<平和への志> と <戦争への欲望>

♦ 思想と志について、高橋和巳は次のように書いている。

「どんな思想も最初は教えられるかたちで心の中へはいってくる。どんな観念もはじめはちょっとした思いつきにすぎない。そして、それが衒学的な知識や思いつきに終るか、一つの〈志〉となるかは、一にかかって持続するか否かにある。そしてその持続の間に、自己の行為や生活や存在のあり方と、どこまで深くかかわらせるか、あるいは乾燥した観念にどれだけ情念を投入するかにかかっている。」(「〈志〉ある文学」 1966.1)

 

♦ ところで、悲惨な戦争体験を動機とする平和への祈りというものがあるが、その一方で、平和というものを平和思想として学ぶ場合もある。我々日本人にとっては憲法第九条が身近なものであるが、憲法以前に、仏教やキリスト教などの宗教は平和思想を熱く説いているのである。しかし重要なことは、平和思想が単なる思想に留まらずに、個々人において血肉化し一つの〈志〉となることである。

 

♦ しかし志とは何なのか? 志ということで私が参照したいのは、メルロ=ポンティの哲学観である。現象学は未完である。たまたま未完であるのではなくて、不可避的に未完なのである。現象学は常にはじまりつつある運動であって、学説や体系として完結すべきものではないからである。要するに、現象学バルザックプルーストヴァレリーセザンヌなどの仕事と同様に、骨の折れるものなのなのだ。

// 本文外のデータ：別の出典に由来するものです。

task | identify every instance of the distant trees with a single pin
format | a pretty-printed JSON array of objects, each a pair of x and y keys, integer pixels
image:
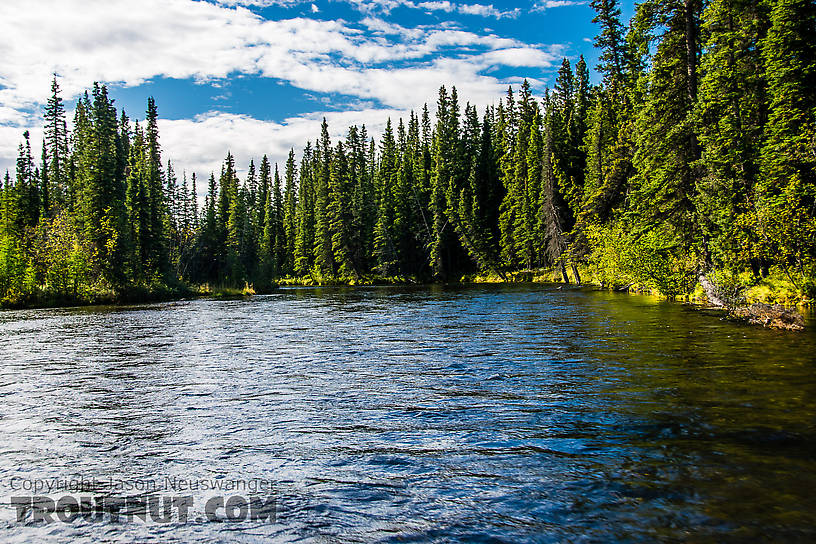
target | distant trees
[{"x": 695, "y": 154}]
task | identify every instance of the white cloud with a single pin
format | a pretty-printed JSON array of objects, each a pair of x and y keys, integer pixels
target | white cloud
[
  {"x": 549, "y": 4},
  {"x": 132, "y": 41},
  {"x": 436, "y": 5},
  {"x": 200, "y": 144}
]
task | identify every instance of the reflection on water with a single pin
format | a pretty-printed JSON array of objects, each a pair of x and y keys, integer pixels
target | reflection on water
[{"x": 484, "y": 414}]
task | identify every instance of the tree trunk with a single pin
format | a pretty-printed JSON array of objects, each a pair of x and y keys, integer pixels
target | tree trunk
[
  {"x": 564, "y": 275},
  {"x": 575, "y": 274},
  {"x": 711, "y": 291}
]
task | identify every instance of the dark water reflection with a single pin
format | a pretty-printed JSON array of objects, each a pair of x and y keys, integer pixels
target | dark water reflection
[{"x": 490, "y": 414}]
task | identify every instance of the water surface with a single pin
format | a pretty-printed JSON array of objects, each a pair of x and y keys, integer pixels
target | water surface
[{"x": 482, "y": 414}]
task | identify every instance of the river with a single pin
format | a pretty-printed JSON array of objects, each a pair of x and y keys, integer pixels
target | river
[{"x": 474, "y": 414}]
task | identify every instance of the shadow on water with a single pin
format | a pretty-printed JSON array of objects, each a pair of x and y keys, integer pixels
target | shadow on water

――メルロ=ポンティは『知覚の現象学』の序文の最後のところで以上のようなことを述べているが、私にとって志というものはこうした言葉によって表現されるものである。

 

♦ さて、戦争への欲望に対抗するには平和への志をもってするしかないと私は考えるのであるが、この戦争への欲望は非常に手強い。というのも、それは或る種本能的なものであるからである。戦争への欲望は他人の欲望を模倣している場合もあれば、洗脳によって植えつけられた場合もあるが、そのようなことはともかくとして、実は非常に根深いものなのである。

 

ベルクソンの言う「閉じた社会」は、未開社会に限ったものではなく、文明社会も或る程度それに相当するものであるが、この閉鎖社会は排他的であり、いわば自衛本能と攻撃本能を働かせて他の社会と闘争するのである。つまり現代社会においても、戦争への欲望は根深いものとして存在するわけであるが、ベルクソンはこうした閉じた社会に対して、家族愛や祖国愛とは質的に異なる人類愛を原理とする開いた社会を提唱する。しかし私は、戦争への欲望に対抗するには個々人が平和への志をみずから育てるしかないと考える。